May 17 '25 20:05 gatesn

I'm going to start on this now.

May 30 '25 17:05 mwlon

I have an incomplete Zstd branch here: https://github.com/vortex-data/vortex/compare/develop...mwlon:vortex:zstd-encoding?expand=1

A couple things we could aim for, and I'm unsure whether to do them in this initial PR (both of which will apply to Pco as well):

Should we support zstd dictionaries and write smaller zstd frames for faster slice + indexing access? E.g. write multiple frames of 1k values that share a single dictionary, and only decompress the required frame(s) for each lookup.
Should we do caching at this point? E.g. once we need to decompress the data once, store the decompressed version in the array's memory for any future access. I'm leaning against this for now, since we can easily add it in later without breaking anything.

Jun 03 '25 17:06 mwlon

This is a great start, thank you. Couple of notes/questions:

Does it only support primitive types?
nbytes is a bit funky honestly, I would grab uncompressed_len from the buffer directly. But if it's primitive only, you can get away with just storing the length (in which case you also don't need serialized metadata since you're given the array len during deserialization)
slice should be O(1), so may need to hold offset/len in-memory.
agree on the cached decompression, we're considering adding this in other places, e.g. list offsets.

Somewhat defer to you on splitting into chunks/dictionaries. We version encodings by identifier, so we could add a zstd.chunked encoding later, or we could add it in a backwards compatible way, but we'd probably want to at least design it now, even if we punt the implementation.

Jun 03 '25 17:06 gatesn

primitive types: I think so? E.g. I think it should be possible to apply Dict encoding, then Zstd encode the values and indices (each a primitive array), but it wouldn't make sense to Zstd encode the DictArray directly. Does that mesh with your understanding, or am I missing something?

nbytes, slice, caching: Sounds good, will take this into account.

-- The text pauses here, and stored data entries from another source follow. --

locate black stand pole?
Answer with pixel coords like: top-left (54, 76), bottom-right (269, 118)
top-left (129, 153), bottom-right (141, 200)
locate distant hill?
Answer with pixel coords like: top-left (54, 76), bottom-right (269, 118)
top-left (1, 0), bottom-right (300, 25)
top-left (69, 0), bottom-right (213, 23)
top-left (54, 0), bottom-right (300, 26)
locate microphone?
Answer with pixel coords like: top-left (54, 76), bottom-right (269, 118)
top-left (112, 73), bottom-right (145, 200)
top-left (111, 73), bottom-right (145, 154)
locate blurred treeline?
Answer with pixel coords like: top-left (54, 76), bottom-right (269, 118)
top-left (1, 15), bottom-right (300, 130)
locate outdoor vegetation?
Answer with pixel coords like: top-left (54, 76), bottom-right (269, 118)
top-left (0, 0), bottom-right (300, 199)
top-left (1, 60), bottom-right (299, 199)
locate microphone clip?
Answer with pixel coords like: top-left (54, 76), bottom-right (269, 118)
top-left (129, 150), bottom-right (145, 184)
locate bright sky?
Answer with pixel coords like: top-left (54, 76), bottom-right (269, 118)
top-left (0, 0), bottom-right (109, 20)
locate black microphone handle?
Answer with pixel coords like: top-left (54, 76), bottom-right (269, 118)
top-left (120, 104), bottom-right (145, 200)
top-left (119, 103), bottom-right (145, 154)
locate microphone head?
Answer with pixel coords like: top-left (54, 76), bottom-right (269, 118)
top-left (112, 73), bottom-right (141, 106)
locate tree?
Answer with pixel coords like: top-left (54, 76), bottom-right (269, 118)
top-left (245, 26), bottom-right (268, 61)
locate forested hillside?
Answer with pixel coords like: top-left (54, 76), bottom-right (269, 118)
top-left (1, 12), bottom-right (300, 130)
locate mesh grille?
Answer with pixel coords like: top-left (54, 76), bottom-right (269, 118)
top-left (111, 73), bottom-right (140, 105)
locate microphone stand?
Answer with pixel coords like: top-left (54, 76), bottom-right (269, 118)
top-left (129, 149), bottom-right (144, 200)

chunking: It would be nice if these are the same encoding. How backward compatible do you need it? If we currently implement the metadata but give an error if someone actually tries to decode a chunked array, I suppose that's not backward compatible? It feels like designing a solution here is 80% of the work, so I might just implement something appropriate (allow chunks of n rows).

Jun 03 '25 19:06 mwlon

I've completed the PR: https://github.com/vortex-data/vortex/pull/3456

Jun 04 '25 21:06 mwlon

Both Zstd and Pco are in, so I'm renaming this issue to be more specific and closing. Will start another for making them easily usable as a compression strategy.

Jun 23 '25 18:06 mwlon